Wednesday, September 23, 2015

Sometimes, I wonder ... why bother?

Warning: The following isn't going to be a very happy post.  If you're not interested in the woes that bounce around in my head ... leave now. 

Have I mentioned lately that I hate my life?  That's a generic statement.  I don't exactly hate everything of my life.  I love my husband, our animals, my hodge podge family, I love my house even though it's sucking the money out of my bank account and stressing me out.  From a distance, I have it pretty darn good, don't I?   

Let's lift the lid off the snowglobe of my life and peek inside.

I am miserable.  I feel awful.  I've been sick for a few weeks now and it's really bothering me.   I had bronchitis and that was one thing.  I'll take that back in a heart beat in exchange for what I am feeling right now. 

In short, it feels like my brain is dying.  I'm dizzy.  The world spins around me for no explained reason.  I try to feel it out and there are some obvious triggers.  I look down at my phone and scroll through things, I am looking at stuff on the internet, turn my head too fast, turn a corner.  Those are clear vertiginous triggers.  However, I could be sitting here looking out the window and suddenly the room is whirling out of control and I feel like I am going to collapse.    I can't concentrate.  I struggle to find words, I forget what I am doing.  I feel confused a lot. 
Right now, it feels like I took some heavy medications and am about to drop off into hours of unconsciousness.  Except, I haven't.  I feel like the whole front of my brain can't comprehend anything ... and I feel like I am sort of not all here. 
My heart feels like it is struggling to pump sometimes in my chest or that it's going too fast.   I have strange headaches that cause dizziness and nauseous on top of the regular dizziness.   And then, there's the weird, and painful, pain and pressure behind my left eye that flails out of control when I tilt my head forward. 

I am in a very unhappy place when it comes to my health.   I feel like I am left to just sort of 'deal with this' on my own.  Everyone has great advice: Call the doctor, go to the ER.  Yay, great ideas, right?

Wrong.

I look too healthy.  I am one of those "You don't LOOK sick" people.  So I must be faking the whole bloody thing, right?   I'm not super thin, I have no outward signs of anything.  I must just be someone who is manifesting this whole thing for my  own misery.

Don't make me laugh. 

I had several moments where I should have been in the ER.  Did I go?  No.  Because the triage nurses always treat me like garbage.  And then, I sit in there and have an EKG which is normal ... then I have normal blood work (because they only test for the basics in the ER), and no one ... and I do mean NO ONE ... knows anything about the disease that I have.  They look at me like it's something I pulled out of freaking thin air. 

Yes, Dr. Know-It-All, I made this up.  I feel like being in complete misery and having your staff treat me like I am a pill popper trying to score some free meds.  I like this life, please ... treat me like crap some more.  It's not like I am not already upset enough.  Let's make it worse!!!

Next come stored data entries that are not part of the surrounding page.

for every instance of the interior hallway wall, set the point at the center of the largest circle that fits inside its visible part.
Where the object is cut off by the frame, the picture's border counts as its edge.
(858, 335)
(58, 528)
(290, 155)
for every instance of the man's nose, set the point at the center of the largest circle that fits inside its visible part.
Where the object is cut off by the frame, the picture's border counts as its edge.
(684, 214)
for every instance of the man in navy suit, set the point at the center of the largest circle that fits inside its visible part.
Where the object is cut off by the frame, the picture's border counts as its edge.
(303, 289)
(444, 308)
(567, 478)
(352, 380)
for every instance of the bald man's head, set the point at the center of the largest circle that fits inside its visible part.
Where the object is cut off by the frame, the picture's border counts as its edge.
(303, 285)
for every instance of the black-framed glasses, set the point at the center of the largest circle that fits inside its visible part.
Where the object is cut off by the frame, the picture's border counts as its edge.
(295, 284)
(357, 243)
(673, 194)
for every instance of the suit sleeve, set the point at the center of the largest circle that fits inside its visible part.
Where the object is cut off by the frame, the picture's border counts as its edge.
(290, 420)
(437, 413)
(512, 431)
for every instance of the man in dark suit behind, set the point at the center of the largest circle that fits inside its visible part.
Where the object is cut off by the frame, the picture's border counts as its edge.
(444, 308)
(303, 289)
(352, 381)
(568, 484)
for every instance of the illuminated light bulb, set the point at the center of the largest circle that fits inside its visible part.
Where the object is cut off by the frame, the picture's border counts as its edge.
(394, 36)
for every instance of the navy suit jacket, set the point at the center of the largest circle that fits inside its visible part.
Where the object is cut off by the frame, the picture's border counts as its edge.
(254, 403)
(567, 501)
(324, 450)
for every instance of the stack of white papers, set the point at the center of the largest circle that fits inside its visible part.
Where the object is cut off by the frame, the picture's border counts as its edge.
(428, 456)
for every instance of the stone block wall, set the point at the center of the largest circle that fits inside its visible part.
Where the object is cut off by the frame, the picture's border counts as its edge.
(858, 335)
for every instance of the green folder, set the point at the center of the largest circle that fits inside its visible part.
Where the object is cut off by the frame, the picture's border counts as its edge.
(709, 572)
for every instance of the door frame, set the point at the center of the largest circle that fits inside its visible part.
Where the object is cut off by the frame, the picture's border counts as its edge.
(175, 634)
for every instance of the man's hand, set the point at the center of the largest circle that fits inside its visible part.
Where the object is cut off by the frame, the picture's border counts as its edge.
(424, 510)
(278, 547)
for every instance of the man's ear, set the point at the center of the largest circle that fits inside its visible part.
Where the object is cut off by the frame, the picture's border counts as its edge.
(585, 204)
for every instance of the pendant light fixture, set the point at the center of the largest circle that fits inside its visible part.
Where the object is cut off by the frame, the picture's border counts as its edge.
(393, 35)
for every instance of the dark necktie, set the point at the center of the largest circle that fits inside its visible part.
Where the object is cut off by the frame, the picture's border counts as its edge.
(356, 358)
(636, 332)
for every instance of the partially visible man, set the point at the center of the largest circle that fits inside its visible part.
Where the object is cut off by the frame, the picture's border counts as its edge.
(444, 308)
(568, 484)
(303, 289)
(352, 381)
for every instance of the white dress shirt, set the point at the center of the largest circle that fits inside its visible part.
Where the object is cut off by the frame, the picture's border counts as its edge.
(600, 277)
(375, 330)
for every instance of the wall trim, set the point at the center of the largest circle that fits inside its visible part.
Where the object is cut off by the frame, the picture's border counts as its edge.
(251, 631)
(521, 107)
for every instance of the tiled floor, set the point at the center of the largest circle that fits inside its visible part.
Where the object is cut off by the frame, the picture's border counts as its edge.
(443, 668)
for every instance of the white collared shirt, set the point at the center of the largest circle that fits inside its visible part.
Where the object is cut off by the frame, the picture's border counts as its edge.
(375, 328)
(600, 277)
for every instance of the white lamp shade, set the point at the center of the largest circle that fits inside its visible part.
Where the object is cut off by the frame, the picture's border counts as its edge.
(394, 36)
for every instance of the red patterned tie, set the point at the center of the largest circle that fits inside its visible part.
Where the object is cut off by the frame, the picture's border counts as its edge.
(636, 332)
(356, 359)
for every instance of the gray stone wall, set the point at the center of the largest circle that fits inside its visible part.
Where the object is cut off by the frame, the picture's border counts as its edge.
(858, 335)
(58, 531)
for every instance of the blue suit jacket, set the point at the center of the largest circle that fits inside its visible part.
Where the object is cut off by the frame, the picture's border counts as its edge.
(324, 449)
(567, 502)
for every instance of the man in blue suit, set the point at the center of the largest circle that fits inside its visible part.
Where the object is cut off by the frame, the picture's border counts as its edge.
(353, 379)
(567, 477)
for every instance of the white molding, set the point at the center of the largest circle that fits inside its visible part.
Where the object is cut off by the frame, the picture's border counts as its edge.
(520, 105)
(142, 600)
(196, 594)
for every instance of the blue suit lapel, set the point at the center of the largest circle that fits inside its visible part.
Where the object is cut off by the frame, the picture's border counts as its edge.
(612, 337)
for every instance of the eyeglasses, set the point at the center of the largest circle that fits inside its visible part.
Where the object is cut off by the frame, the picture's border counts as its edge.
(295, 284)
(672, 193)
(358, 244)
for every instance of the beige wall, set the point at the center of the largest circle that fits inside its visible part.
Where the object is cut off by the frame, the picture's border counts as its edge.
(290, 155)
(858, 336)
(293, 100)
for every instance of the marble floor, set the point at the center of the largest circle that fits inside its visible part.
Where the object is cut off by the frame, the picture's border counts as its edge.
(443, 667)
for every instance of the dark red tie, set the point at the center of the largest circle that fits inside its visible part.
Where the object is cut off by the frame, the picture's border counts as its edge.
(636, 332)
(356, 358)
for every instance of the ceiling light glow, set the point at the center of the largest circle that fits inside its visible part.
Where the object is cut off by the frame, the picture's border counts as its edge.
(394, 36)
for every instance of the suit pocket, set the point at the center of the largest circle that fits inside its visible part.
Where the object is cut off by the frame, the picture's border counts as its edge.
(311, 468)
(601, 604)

Why do I even bother to try and fix anything?  WHy do I take my medications on schedule?  I should just stop taking them and let things do what they will.  The way I am living now I am expected to just be completely miserable 100% of the time.  At least I'm alive, right?   Perhaps if I was rolled into my doctor's office half dead, they'd go: "Oh, we should have treated this before it got thisbad"

You think?

It doesn't do me any good to even vent here.  It's not like it is going to change anything.  There are people going through far worse than me.  I should just close my mouth, not say a word, smile and tell everyone I am fantastic and pretend there is no strange disease taking up residence inside my body. 

I'm perfectly health, thank you.  How are you?